Throughout the walk there is an abundance of native flowering plants such as Honeysuckle and Dog Rose with road verges supporting a range of wild flowers and grasses including St John’s Wort, Pignut, Figwort, Tufted and Bush Vetch, Meadow Vetchling and Meadowsweet, Ladies Bedstraw, Silverweed, Bracken, Knapweed, Buttercup and Daisy.
One of your first stops might be at Burke’s Hill where, from the viewing stand on your left, you can enjoy the landscape with views as far as Tipperary and the Silvermines mountains. On a clear day the river Shannon too is quite visible and at night time the lights of Borrisokane can be clearly seen. The charming house across the road is over one hundred years old and a great example of the houses that were built following the Ballygowan evictions.
A little farther on is Knockawannagh where in olden times there was a hedge school for the area. Older people in the area can still remember the steps leading into this field and the double wall and ditch that still exists was originally a boreen leading to the hedge school. Farther on, on your right, the old barn was one of the outhouses of the Murray family’s home – other victims of the Abbeyville evictions.
Old Forge Gate
As you continue on your walk you will come to an old forge gate probably made by one of the blacksmiths in Abbey in years gone by. This was the entrance to a well that supplied water to a wide area until the introduction of the Group Water supply in the early 1960s. As you go straight through Ballygowan cross you are looking at a dense coniferous plantation of deciduous woodland concealing the Sliabh Aughty mountains. There is lovely meadow grassland on both sides and as you turn the corner the Collins family home comes into view. This house is situated on land that was formerly part of the Lewis Estate. On the land there is a good example of a ring fort protected by bushes.

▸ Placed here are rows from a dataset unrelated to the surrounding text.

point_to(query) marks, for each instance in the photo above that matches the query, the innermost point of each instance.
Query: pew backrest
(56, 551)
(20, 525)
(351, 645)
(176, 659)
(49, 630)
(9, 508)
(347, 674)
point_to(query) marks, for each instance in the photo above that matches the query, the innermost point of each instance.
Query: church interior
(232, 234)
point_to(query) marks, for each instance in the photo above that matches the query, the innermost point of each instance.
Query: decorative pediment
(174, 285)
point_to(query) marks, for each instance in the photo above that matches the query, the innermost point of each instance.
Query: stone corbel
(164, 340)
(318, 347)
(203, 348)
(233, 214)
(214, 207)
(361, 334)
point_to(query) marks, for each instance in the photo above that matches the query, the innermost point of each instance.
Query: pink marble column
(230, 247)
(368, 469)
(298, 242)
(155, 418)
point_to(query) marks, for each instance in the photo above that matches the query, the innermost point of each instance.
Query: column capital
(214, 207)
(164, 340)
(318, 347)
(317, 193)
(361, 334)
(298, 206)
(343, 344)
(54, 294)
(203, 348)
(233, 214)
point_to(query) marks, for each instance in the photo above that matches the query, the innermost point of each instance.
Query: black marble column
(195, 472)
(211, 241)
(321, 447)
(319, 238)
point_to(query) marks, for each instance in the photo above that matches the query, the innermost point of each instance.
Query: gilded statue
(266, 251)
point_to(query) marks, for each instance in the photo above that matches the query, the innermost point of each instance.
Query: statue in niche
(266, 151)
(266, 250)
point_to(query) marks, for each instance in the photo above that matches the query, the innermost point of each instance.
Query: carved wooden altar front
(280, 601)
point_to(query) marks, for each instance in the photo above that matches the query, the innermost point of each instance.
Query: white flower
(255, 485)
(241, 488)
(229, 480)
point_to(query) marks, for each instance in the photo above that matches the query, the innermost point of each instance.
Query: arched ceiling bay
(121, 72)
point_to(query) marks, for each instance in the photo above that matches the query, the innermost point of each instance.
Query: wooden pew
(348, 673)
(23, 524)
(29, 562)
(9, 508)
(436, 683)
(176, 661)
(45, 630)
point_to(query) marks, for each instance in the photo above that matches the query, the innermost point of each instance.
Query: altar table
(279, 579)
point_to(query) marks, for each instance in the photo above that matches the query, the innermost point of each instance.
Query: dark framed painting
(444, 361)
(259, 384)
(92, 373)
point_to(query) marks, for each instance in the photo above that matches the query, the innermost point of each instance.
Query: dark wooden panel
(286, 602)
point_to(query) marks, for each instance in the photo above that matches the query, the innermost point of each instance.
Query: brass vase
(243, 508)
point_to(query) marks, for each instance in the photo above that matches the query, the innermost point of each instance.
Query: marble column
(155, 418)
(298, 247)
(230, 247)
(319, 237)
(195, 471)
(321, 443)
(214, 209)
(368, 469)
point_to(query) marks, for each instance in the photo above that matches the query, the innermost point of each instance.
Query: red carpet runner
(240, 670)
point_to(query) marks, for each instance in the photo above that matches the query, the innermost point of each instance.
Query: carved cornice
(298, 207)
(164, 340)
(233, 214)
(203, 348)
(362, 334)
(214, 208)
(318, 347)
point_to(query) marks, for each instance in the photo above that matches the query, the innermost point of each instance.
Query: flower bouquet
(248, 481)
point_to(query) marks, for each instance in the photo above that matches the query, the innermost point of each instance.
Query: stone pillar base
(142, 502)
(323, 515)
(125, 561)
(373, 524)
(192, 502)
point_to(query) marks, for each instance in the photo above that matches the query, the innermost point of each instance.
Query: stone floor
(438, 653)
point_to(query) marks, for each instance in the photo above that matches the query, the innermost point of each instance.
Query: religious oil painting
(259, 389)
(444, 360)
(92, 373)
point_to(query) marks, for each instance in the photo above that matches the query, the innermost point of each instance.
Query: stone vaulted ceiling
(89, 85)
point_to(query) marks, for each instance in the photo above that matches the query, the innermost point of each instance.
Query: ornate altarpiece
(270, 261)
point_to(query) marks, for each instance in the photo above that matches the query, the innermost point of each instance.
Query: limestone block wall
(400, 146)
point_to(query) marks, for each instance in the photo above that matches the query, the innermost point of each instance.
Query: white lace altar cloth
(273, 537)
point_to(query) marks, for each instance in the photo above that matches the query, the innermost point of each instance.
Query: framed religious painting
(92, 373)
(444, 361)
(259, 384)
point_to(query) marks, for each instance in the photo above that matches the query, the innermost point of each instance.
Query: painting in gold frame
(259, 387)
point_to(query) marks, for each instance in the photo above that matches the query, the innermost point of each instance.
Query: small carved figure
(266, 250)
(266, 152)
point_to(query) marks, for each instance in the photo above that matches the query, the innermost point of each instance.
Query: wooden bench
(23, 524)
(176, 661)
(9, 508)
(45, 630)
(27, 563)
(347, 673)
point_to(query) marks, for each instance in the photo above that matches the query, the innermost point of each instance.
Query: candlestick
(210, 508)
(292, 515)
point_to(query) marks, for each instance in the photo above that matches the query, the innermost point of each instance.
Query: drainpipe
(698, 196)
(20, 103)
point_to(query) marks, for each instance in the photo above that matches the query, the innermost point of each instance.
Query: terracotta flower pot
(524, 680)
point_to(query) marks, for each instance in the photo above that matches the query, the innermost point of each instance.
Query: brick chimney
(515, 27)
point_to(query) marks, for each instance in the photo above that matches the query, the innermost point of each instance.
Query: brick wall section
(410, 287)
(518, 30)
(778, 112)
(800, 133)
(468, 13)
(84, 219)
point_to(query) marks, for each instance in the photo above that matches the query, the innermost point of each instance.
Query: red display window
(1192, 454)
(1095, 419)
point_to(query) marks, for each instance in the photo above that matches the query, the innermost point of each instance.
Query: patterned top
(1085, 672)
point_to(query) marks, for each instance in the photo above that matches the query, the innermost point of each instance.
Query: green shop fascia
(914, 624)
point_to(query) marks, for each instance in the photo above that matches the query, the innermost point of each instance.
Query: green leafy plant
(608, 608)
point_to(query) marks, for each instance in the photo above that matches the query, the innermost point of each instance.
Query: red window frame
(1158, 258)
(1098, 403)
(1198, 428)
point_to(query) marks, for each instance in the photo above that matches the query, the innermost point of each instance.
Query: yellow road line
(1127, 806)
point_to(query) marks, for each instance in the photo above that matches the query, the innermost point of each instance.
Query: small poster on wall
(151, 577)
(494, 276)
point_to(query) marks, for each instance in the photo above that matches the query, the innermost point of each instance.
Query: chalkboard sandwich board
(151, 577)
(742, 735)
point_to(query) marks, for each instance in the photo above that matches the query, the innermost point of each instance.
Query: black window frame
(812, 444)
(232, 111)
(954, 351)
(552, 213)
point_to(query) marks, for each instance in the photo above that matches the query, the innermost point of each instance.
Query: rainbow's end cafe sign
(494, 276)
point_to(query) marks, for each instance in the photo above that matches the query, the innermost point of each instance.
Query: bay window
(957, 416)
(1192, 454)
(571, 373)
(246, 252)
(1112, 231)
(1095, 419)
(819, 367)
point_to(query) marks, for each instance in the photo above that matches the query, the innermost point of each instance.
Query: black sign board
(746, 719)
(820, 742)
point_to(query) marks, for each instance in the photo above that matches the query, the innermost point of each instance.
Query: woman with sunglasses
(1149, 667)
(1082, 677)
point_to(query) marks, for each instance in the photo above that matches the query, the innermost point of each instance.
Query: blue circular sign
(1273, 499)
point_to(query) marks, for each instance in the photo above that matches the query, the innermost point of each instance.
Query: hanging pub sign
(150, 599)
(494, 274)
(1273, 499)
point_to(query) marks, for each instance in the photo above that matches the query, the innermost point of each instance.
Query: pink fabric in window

You are now nearing Lacken bridge and Lacken river. The source of this river is in Moyglass, some five miles away and it meanders through several townlands as it links with the Cappagh river until it finally reaches Lough Derg on the Shannon. Your walk continues along the river course which is quite accessible from the road and one point is known as the ‘Sheep Hole’ as the local farmers brought their sheep to wash them in the river before shearing them. Just beyond this point you come to a narrow boreen which is a significant point as it marked the division between the three landed estates that existed in this area, namely, the Lewis Estate, the Clanricarde Estate and Lord Westmeath Estate.
St Feichin’s Cemetery
As you approach the end of the Golden Mile, you come to St Feichin’s Cemetery and Holy Well. Research tells us that St Feichin, a west of Ireland man, arrived in the parish of Abbey in the year 620. Tradition tells us that he set up a small wooden chapel at this site in Lacken from which he preached the gospel. This location became a graveyard and was in use in famine times. Later, members of the Farrell family of Easterfield were buried there and the headstone on the grave of the last member of this family is dated 1978. St Feichin, we are told, established a Holy Well in the adjoining field, owned by the Craughwell family of Wellpark, and from here, baptised people from the surrounding area. This Holy Well has been a place of pilgrimage over the years and pilgrims came in search of a cure for health problems, in particular problems with sight. The bush that now stands in the middle of the well has never grown or changed over the years. Locals still visit this well today and also organise an annual Mass in the Cemetery at the end of July in memory of all who were buried there.
Memorial erected by Abbey Community Development Association in St Feichin’s Cemetery, Lacken.